A former Indonesian migrant worker, who was deported from Hong Kong last year after she posted a Facebook video of her pledging allegiance to Islamic State in Iraq and Syria (ISIS) leader Abu Bakr al-Baghdadi, is now facing the death sentence along with her newly-wed husband for planning terror attacks and making explosives in a rented house in Bandung.

“Anggi Indah Kusuma alias Khanza Syafiyah al-Fuqron has committed evil conspiracy, and consciously tried to or assisted (others) to carry out terror acts. She has made and stored explosives with the intention to launch terror acts,” said court documents.

Counter-terrorism officials said Anggi was radicalised while in Hong Kong after she befriended two men, Musa Wisesa and Abu Alqosam al-Ajeneseh, who indoctrinated her on Islamic sharia law and the ISIS caliphate.
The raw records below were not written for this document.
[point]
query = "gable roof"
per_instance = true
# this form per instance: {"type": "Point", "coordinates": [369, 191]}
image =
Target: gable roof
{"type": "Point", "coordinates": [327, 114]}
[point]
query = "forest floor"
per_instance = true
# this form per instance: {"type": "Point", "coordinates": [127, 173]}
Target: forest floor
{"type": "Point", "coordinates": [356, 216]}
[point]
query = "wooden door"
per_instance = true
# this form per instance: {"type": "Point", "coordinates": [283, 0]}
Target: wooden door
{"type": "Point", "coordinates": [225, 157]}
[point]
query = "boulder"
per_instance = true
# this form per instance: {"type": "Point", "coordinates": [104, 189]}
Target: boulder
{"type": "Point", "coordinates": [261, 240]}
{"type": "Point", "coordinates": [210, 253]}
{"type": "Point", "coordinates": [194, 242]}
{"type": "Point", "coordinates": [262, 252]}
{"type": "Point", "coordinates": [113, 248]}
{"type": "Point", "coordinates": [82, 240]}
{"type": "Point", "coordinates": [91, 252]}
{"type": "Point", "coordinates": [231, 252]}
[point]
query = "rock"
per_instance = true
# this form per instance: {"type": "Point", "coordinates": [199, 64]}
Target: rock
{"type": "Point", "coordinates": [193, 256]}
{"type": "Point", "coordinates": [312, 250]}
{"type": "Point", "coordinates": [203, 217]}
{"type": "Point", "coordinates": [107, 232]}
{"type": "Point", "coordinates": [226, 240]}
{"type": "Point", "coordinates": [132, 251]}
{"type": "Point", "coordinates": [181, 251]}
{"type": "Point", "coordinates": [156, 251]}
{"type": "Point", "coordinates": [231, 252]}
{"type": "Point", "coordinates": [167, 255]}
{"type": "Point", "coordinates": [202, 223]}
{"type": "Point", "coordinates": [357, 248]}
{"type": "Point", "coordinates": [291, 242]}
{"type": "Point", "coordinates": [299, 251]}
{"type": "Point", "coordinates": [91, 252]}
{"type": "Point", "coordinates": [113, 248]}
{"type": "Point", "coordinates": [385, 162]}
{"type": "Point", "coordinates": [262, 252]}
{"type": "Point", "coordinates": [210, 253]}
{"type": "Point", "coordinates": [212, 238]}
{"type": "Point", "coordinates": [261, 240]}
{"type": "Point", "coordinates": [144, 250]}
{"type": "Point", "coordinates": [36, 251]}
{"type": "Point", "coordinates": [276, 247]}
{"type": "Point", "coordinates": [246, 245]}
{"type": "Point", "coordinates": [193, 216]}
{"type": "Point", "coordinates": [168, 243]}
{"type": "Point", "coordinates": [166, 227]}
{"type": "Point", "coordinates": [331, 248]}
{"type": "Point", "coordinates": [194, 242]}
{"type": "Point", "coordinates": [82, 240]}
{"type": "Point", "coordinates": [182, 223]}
After her deportation, Anggi, 24, was immediately interrogated by Indonesian police and was sent to a social affairs ministry rehabilitation centre before being allowed to go home to her parents in Klaten, Central Java.

But, in May last year, Anggi fled home and married another migrant worker, Rahman Factory, who had returned home from Malaysia. Her parents disapproved of the marriage.

Anggi was first introduced to Rahman on Facebook while she was in Hong Kong and, after their marriage, the couple moved to Bandung, in West Java.

Less than three months after their wedding, on Aug 15, 2017, Anggi and Rahman were nabbed during simultaneous raids by Densus 88, the elite counter-terrorism unit, on three places in Bandung. Three of their alleged accomplices were also picked up.

All of those arrested were allegedly members of a terror cell, who were manufacturing home-made chemical bombs to be used to attack the presidential palace in Jakarta, the police mobile brigade squad headquarters outside Jakarta and state-owned weapons manufacturer PT Pindad.